The clearer that state becomes, the clearer the summon will be.

Killing something you've built empathy with over a long time is horrific, but leaving it alive is also dangerous.

For example, a female mage once tried to make the healing-mage monster Opoi her summon but hesitated in the extinction stage.

She eventually cleared extinction by selling Opoi to a monster collector, but five years later she heard through some channel that Opoi was still alive—and she lost the ability to summon Opoi.

Summons are ranked by the level of sangsa from Tier 10 up to Tier 1. According to the Mage Association's research, 13,872 species are listed at the lowest Tier 10, but only three species are registered at Tier 1.

One famous Tier-1 summon is the lich, a great-mage-class undead.

A Middle Eastern archmage named Zulu commands one—when that became known, academia was thrown into an uproar.

To clear the extinction stage you must erase existence, and the lich is a monster that lacks the ability to die.

Some say Zulu herself became the lich and merely summoned a doppelganger, but until she speaks, the truth will remain unknown.

Boil warmed up his voice arrogantly. "I was second in the advanced class last semester. By the narrowest margin. Do you know why I didn't deliberately move up to the graduating class and stayed here? Because I thought I needed more skill."

"Right. Seems so," Dante replied.

"But not anymore. I trained for four whole years. And this vacation I finally succeeded. My summon will tear you apart."

"Looking forward to it. To be honest, Merses was a bit disappointing."

Boil's face split with a feral grin. At this moment he wasn't a mama's boy or a rule-bound model student—he was a summoning mage.

"Don't worry. This time will be different."

When Shiina shouted to begin, Boil and Dante entered their Spirit Zones simultaneously.

Their sequence formulas unfolded, reinforcing their minds as their Spirit Zones took on form.

Boil was defensive; Dante was target-focused.

"Come forth, Gaos."

Where Boil extended his hand, another Boil was born. Following the trinity transference where a mage's doppelganger can shift into the summon's doppelganger, it transformed into the Tier-6 summon Gaos.

KRAAAANG!

A three-meter, canid-like beast assumed a quadrupedal stance. Its hairless, smooth skin was blue, and its muscles split like rock.

Its body resembled a human's, but it was eyeless, as if blindfolded; from the bridge of its nose to where a jaw would be, its entire face was a mouth.

Inside ragged fangs, straw-like tongues tangled, and tentacles ran along the spine from the neck, emitting electricity.

It had four fingers, each tipped with ten-centimeter claws as hard as diamonds.

"G-Gaos. He actually summoned Gaos."

The students were stunned. They'd heard about special training over the vacation, but never dreamed it would be Gaos.

Gaos ranks among the top Tier-6 summons, and in raw physicality it could compete with Tier-5 monsters.

The teachers were equally surprised.

There are no summoning mages in the graduating class now, and those who'd reached Tier-6 at school and graduated could be counted on one hand.

"My word.

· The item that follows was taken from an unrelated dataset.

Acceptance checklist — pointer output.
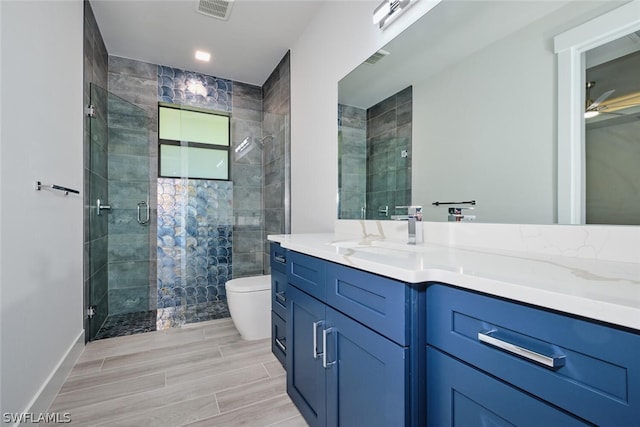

When did he learn such summoning? There's only so much time during vacation."

Etella said, and Sade smiled wryly. "He planned this a long time ago. The kid deliberately raised it."

One could only marvel at how cunning kids were these days.

Whether in the advanced or graduating class, mages are vulnerable to physical force. Summoning Gaos, which approaches Tier-5 in strength, would make passing the graduation exam much easier.